Workflow Configuration
To create a workflow, simply create a new class and use the hatchet.workflow
and hatchet.step
decorators to define the structure of your workflow. For example, a simple 2-step workflow would look like:
from hatchet_sdk import Hatchet
hatchet = Hatchet()
@hatchet.workflow(on_events=["user:create"])
class MyWorkflow:
@hatchet.step()
def step1(self, context):
print("executed step1")
pass
@hatchet.step(parents=["step1"])
def step2(self, context):
print("executed step2")
pass
You'll notice that the workflow defines a workflow trigger (in this case, on_events
), and the workflow definition. The workflow definition is a series of steps, which can be defined using the hatchet.step
decorator. Each step must be a method on the class, and must accept a context
argument. The context
argument is a Context
object, which contains information about the workflow, such as the input data and the output data of previous steps.
To create multi-step workflows, you can use parents
to define the steps which the current step depends on.
Workflow Triggers
You can define the following automatic triggers for workflows:
on_events
: Trigger the workflow when a specific event is sent to the Hatchet API. See the documentation for running workflows via events for more information.on_crons
: Trigger the workflow on a cron schedule. See the documentation for running workflows via cron schedules for more information.
Retrieving Workflow Input Data
You can get access to the workflow's input data, such as the event data or other specified input data, by using the context.workflow_input()
method on the context
. For example, given the following event:
{
"name": "test"
}
You can get access to the event data by doing the following:
@hatchet.workflow(on_events=["user:create"])
class MyWorkflow:
@hatchet.step()
def step1(self, context : Context):
print("executed step1", context.workflow_input())
pass
Step Outputs
Step outputs should be a dict
and are optional. For example:
@hatchet.workflow(on_events=["user:create"])
class MyWorkflow:
@hatchet.step()
def step1(self, context : Context):
return {
"step-1-output": "test"
}
Future steps can access this output by calling context.step_output("<step>")
. In this example, a future step could access this data via context.step_output("step1")
.
Sync vs Async Steps
You can define async steps by using the async
keyword on the step method. For example:
@hatchet.workflow(on_events=["user:create"])
class MyWorkflow:
@hatchet.step()
async def step1(self, context : Context):
print("executed step1", context.workflow_input())
await asyncio.sleep(1)
pass
When steps are run with async
, they will be executed in the main thread using the default asyncio event loop. If an asyncio event loop is not set when the worker is started with worker.start
, one will be created. If you are using async
steps, make sure you are not blocking the event loop. If you are running blocking code, decorating the method with only def
will execute it in a separate thread. You can also call asyncio.run
within your def
method if you're in need of using async/await
within a def
method, but please ensure that you are not using a third-party dependency which expects a shared event loop.
As a quick rule of thumb:
- If you are using
async/await
, useasync def
and ensure you are not blocking the event loop. - If you are running blocking code, use
def
and ensure you are not using third-party dependencies that expect a shared event loop.
Timeouts
The default timeout on Hatchet is 60 seconds per step run.

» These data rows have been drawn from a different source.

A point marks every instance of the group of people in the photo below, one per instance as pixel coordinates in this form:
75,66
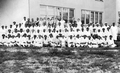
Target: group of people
46,32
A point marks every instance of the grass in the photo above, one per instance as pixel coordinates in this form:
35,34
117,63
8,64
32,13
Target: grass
81,60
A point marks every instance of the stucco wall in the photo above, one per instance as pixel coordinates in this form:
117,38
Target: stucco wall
110,11
13,10
77,4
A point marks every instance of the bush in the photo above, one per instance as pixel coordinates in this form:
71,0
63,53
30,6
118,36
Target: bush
20,55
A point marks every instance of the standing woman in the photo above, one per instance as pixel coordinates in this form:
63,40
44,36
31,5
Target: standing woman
114,30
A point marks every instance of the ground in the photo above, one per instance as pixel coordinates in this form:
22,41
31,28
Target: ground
59,60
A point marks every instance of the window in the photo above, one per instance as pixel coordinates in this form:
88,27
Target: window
96,17
83,17
99,0
50,12
71,14
87,17
100,18
58,12
65,14
91,16
55,11
43,11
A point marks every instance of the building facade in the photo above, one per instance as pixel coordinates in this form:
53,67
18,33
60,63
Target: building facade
96,11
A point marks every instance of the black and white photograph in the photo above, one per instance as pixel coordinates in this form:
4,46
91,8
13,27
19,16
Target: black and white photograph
59,36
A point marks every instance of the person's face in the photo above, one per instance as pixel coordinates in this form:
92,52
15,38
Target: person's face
24,18
78,19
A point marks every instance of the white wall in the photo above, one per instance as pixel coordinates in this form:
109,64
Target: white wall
77,4
110,11
13,10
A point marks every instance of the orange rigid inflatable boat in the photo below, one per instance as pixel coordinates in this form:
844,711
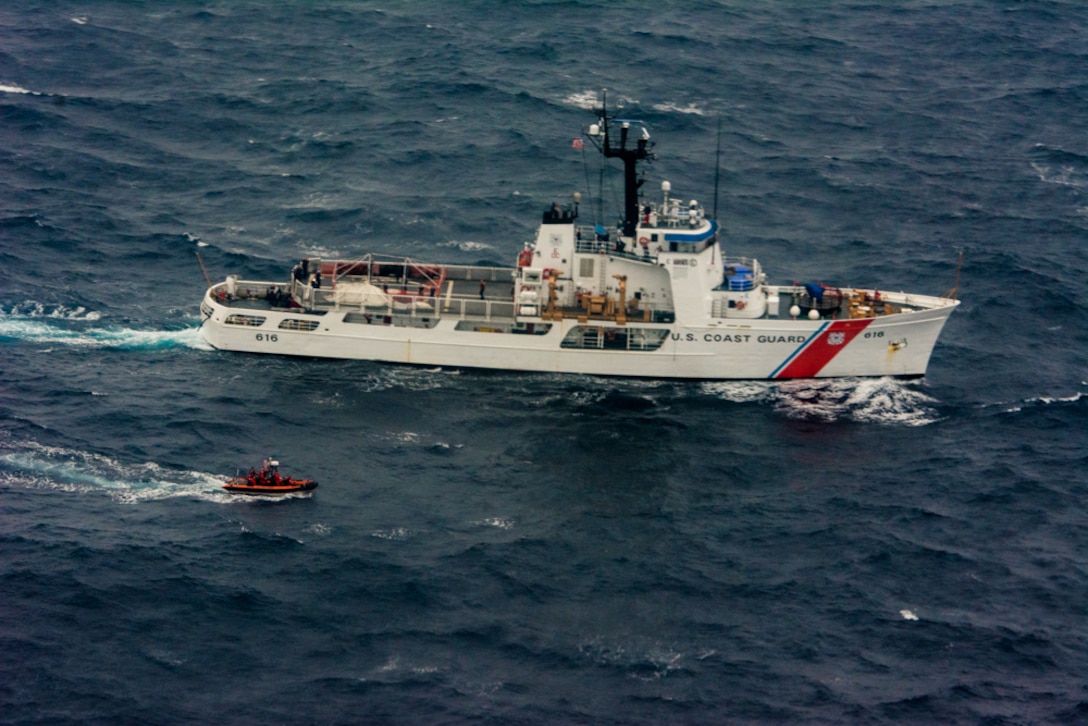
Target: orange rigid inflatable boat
268,481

You can declare a timeout for a step by passing timeout
to the hatchet.step
decorator. Timeouts are strings in the format of 1h
, 1m
, 1s
, etc. For example, to timeout a step after 5 minutes, you can do the following:
@hatchet.step(timeout="5m")
def step1(self, context):
print("executed step1")
pass
Termination, Sleeps and Threads
Hatchet spawns a new thread per step, which means that there is a risk of thread leakage if your code is busy outside of the python interpreter. For example, this can happen if you call time.sleep
within a step. Consider using an async
method with await asyncio.sleep
instead.
You can also determine whether to exit the thread by calling context.done()
within a step, which returns true if the step has been cancelled. For example:
@hatchet.step(timeout="2s")
def step1(self, context):
while True:
# this step will gracefully exit after 2 seconds
if context.done():
break
pass
If you need control over cancellation, you can also use context.cancel()
to cancel the current step, though this is not recommended.